For data with the time element, it can be presented as a time series, which is how a set of data points described by an entity are follow ordered indexes of time. One aspect considered for time series is that observations are expected to depend on the previous one in time sequence, with the latter is correlated to the one before. In those cases, using time series models for forecasting is a straightforward approach to use this data. Another way to approach it is to use feature engineering to transform data to have features that can be used for supervised machine learning models, which is the focus of this article.

Using the time series model or adapting the machine learning model is dependent. In some cases, domain knowledge or business requirement will influence this decision.  It is better to analyze the problem first to see the need of using either one or both types of models.

Regardless of the domain knowledge  or business requirement aspects, the approach decision should have always considering the efficiency the approach will bring in terms of accuracy and computation cost.

Basic methods

A first preprocessing step to have the first set of time features: extracting time information from timestamp

The most straightforward thing to do is to extract basic time units, which for instance are hours, date, month, years into separates features. Another kind of information that can also be extracted is the characteristic of the time, which could be whether the time is at a part of days (morning, afternoon), is weekend or not or is it a holiday, etc.

In some business requirements or domains’ aspects, those initial features at this level are already needed to see if the value of observation is followed those factors or not. For example, the data is the record of timestamps of customers visiting a shop and their purchases. There is a need to know at which hours, date, month… a customer would come and purchase so that follow-up actions can be made to increase sales.

Aggregate techniques

Regarding feature engineering for time data, the well-known technique that is commonly used is aggregate features by taking statistics (variance, max, min, etc.) of the set of values grouped by the desired time unit: hours, days, months…

Apart from that, a time window could be defined and compute aggregate by rolling or expanding the time window.

  • Rolling: have a fixed time window size and to predict a value for the data point at a time, features will be computed from aggregating backward number of time steps according to the time window
  • Expanding: from the data point, the window will be the whole record of past time steps.

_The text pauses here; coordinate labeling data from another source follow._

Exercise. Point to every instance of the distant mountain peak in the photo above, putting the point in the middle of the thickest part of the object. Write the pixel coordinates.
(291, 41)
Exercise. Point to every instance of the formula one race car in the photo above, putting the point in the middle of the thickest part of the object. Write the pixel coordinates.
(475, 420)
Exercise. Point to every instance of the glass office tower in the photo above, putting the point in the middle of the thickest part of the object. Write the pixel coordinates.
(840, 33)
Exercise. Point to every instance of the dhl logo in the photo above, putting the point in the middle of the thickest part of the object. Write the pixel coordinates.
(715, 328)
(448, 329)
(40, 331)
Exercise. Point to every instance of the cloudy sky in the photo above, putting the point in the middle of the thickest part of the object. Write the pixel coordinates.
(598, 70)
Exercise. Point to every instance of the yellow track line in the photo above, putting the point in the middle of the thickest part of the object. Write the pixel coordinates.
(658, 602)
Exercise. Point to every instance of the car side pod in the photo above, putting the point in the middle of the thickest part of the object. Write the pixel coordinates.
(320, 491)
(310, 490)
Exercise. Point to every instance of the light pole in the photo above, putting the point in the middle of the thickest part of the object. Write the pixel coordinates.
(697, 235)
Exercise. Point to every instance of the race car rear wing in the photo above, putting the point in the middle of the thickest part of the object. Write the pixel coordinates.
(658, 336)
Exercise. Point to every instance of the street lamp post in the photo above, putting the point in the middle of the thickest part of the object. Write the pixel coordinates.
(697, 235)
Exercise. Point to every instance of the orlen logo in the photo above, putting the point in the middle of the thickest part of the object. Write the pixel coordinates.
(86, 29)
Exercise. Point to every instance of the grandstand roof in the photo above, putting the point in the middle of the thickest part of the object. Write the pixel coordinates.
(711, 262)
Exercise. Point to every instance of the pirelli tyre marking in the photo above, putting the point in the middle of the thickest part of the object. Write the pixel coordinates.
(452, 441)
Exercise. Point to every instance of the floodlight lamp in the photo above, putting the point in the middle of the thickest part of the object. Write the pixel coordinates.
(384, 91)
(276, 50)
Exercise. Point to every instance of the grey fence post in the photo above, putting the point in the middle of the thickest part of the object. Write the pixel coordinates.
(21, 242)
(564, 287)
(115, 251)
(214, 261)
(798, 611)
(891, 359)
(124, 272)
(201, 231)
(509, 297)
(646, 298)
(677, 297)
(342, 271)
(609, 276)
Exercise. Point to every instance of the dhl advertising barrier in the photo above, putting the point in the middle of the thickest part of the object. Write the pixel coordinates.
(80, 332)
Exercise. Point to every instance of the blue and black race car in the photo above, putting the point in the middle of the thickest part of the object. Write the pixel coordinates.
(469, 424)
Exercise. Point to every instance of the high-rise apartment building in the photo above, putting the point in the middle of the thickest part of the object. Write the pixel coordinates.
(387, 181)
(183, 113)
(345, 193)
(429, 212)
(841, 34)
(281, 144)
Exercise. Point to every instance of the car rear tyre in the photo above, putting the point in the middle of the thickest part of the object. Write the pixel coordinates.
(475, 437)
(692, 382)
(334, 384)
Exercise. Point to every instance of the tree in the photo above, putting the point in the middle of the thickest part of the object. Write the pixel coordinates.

There are also two aspects of aggregating:

  • Aggregating to create new features for the current data points. For the first case, the model is considered to include the time series characteristic, meaning a moment will likely be related to other moments from the recent past.
  • Aggregating to create a new set of data points with a corresponding new set of features from the current ones. For the second one, the new number of data points considering for the model is changed and each new data point is the summary of information from a subset of initial data points. As a result, objects for the models may be shifted like being mentioned in considering the before part. If the data only about the information record of one entity, or in other words only contains one time series of an entity, through this technique, the new computed data points can be the summary of other features’ value in the chosen time unit. On the other hand, if there are more entities observed in the data set, each new data point is then the summary information of each observed entity.

How to decide on the focus objects for the problem and the approach is situational but for a fresh problem and fresh data with no specific requirement or prior domain knowledge, it is better to consider all of them for the model and execute feature selection to see if the created time features are of any value.

Dealing with hours of a day – Circular data

For some needs, a specific time of the day is required to be focus. A use case for detecting fraud transactions is a good example of this. To find something like the most frequent time that a kind of behavior is performed, for instance, using the arithmetic mean may be misleading and is not a good representation. An important point that needs to be considered is that hours of the day is a circular data and it should be represented on a circular axis with its’ value between 0 to 2π. To have a better representation of the mean, using von Mises distribution to have periodic mean is a suitable approach for this situation (Mishtert, 2019).

Validation for the model

Before the model building, a validation set is needed to be selected from the data first. In the usual cases, to avoid overfitting data will be randomly shuffled and then will be divided into a training set and validation set. However, for this kind of situation, it shouldn’t be done so to avoid the mistake of having past data in the validation and the future data in the training, in other words using future data to predict the past.